Emel HOCA 23 Nis 2016

Emel HOCA
Tüm Yazıları
Günlerden 23 Nisan Ulusal Egemenlik ve Çocuk Bayramı. Bugünün küçükleri yarının büyükleri ve geleceğimizin mimarlarına armağan edilen çok anlamlı bir gün.

Günlerden 23 Nisan Ulusal Egemenlik ve Çocuk Bayramı. Bugünün küçükleri yarının büyükleri ve geleceğimizin mimarlarına armağan edilen çok anlamlı bir gün. Kendi değişim dönüşüm sürecimde en çok işime yarayan mottolarımdan biri Konfüçyus’un, karanlığa küfredeceğine bir mum da sen yak bakış açısıdır. Çocukluğumda bir çoğumuz gibi bazı yanlış tutum ve uygulamalardan muzdarip, ebeveynlerini çokça eleştiren biri olarak buna devam etmenin hiç bir faydası olmadığını, hem kendi enerjimi hem de karşımdakilerin enerjisini boşuna tüketmekten başka işe yaramadığını çok şükür ki bir süre önce idrak ettim. İdrak ettim diyorum çünkü bilmekle idrak etmek bambaşka şeyler. İdrak olunca, o konuda davranış değişikliği gerçekleşmiş oluyor ve eskiden olduğundan farklı tepkiler gösterebilir oluyoruz. Zira biliyorum deyip hala idrak etmediğim, davranışa dönüştüremediğim şeyler çokça mevcut bu hayatta. Yaptığım birebir seanslarda insanların hayatındaki ebeveyn figürlerinin önemine, pek çok insandaki farklı yansımalarına sıklıkla şahit oluyorum.
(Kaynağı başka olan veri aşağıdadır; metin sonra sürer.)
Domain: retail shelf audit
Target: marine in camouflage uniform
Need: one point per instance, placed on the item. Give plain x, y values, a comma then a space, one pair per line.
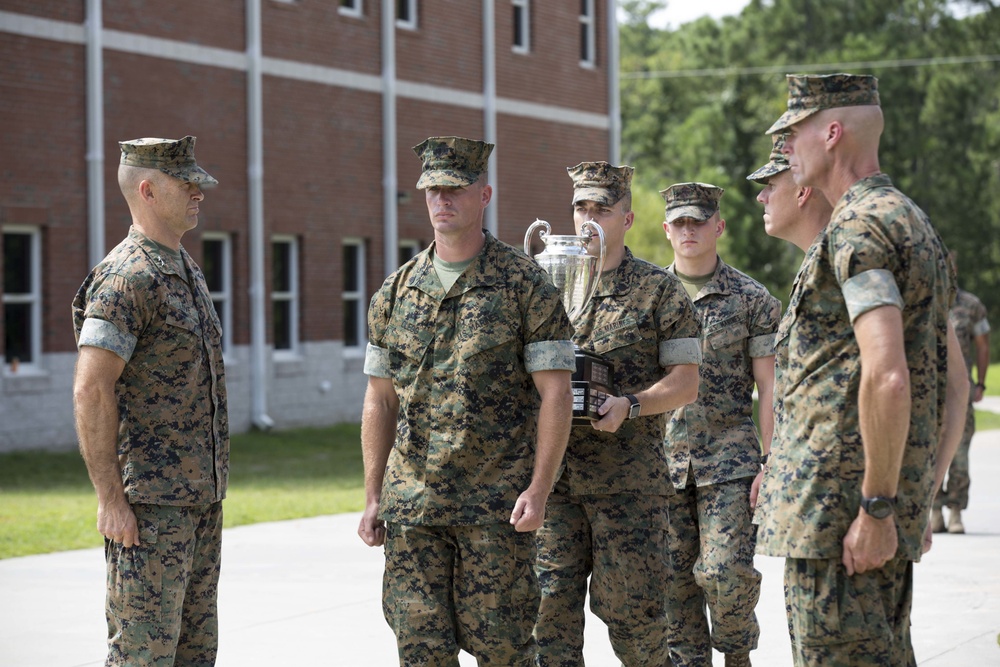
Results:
874, 288
466, 418
712, 444
968, 316
607, 517
150, 399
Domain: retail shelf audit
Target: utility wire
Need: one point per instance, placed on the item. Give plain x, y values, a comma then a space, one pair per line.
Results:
822, 67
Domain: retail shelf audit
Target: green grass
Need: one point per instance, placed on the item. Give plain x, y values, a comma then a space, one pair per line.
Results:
993, 380
48, 504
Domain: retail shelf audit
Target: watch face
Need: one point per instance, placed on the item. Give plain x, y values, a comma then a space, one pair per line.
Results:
879, 508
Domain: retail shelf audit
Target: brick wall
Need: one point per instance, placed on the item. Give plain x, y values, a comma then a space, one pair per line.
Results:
322, 153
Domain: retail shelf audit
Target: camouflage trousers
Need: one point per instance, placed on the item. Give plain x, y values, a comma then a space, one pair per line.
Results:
955, 489
447, 588
711, 545
619, 541
162, 594
839, 621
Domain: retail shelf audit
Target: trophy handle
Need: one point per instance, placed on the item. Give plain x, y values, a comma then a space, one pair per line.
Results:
547, 229
596, 229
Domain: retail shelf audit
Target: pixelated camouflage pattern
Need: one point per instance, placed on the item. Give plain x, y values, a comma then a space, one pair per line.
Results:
637, 308
451, 161
777, 162
174, 157
468, 587
715, 437
620, 540
810, 94
710, 547
968, 316
699, 201
173, 439
161, 600
464, 450
600, 182
812, 486
837, 620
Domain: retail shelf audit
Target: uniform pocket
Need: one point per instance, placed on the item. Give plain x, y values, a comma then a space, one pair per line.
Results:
729, 333
135, 576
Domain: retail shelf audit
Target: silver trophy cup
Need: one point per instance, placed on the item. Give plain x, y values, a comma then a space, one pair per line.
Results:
575, 273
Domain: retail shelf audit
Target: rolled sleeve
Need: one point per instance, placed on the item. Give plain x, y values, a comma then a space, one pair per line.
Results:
761, 346
105, 335
377, 362
870, 290
677, 351
550, 355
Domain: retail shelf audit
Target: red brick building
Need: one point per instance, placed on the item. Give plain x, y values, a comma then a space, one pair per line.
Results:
305, 111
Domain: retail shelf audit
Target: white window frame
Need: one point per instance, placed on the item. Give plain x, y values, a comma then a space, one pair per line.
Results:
357, 296
524, 7
411, 9
355, 9
225, 296
291, 296
409, 244
33, 297
588, 19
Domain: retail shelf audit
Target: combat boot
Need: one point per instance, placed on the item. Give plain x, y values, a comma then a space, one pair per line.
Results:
937, 520
955, 520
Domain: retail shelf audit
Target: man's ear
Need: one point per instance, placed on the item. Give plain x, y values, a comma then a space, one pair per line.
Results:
629, 219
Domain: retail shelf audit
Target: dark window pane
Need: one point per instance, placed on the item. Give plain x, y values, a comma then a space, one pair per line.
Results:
351, 267
17, 263
281, 267
351, 323
282, 325
211, 264
17, 332
220, 311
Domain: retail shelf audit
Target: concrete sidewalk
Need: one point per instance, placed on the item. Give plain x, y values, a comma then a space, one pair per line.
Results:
306, 592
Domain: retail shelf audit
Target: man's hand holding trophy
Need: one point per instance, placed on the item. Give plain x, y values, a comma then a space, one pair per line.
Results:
575, 273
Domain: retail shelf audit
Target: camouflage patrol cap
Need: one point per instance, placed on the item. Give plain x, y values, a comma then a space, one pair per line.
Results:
699, 201
809, 94
451, 162
600, 182
777, 162
174, 157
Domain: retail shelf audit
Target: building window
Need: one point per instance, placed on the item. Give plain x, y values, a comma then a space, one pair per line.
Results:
285, 293
522, 26
408, 249
588, 44
351, 8
22, 296
354, 293
406, 14
217, 265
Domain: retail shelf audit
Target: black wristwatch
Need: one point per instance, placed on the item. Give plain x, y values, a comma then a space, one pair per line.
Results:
878, 507
634, 408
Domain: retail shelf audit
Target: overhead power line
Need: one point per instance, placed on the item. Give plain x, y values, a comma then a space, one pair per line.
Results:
818, 67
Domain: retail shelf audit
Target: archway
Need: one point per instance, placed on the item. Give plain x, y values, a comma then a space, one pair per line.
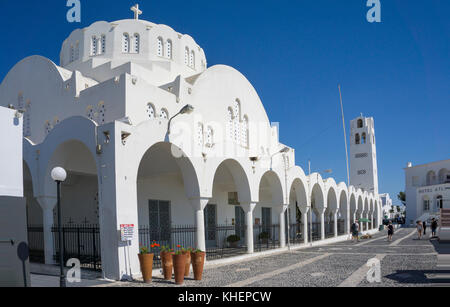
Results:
80, 200
163, 185
272, 230
317, 228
Anne ve babaları çocuk yetiştirme konusunda yapılan yanlışlar için suçlamak yerine bilgilendirmek, eğitimler ve seminerler düzenlemek, benim bu konuda kendimce karanlığa mum dikme çabamın bir neticesidir. Çocuklarımızı ne kadar farkında ve bilinçli, özlerinde olan güzel şeylerden uzaklaştırmadan, özgüvenlerini zehirlemeden ya da aferin peşinde koşar hale getirmeden yetiştiriyorsak, onlara o kadar büyük iyilik yapmış oluyoruz.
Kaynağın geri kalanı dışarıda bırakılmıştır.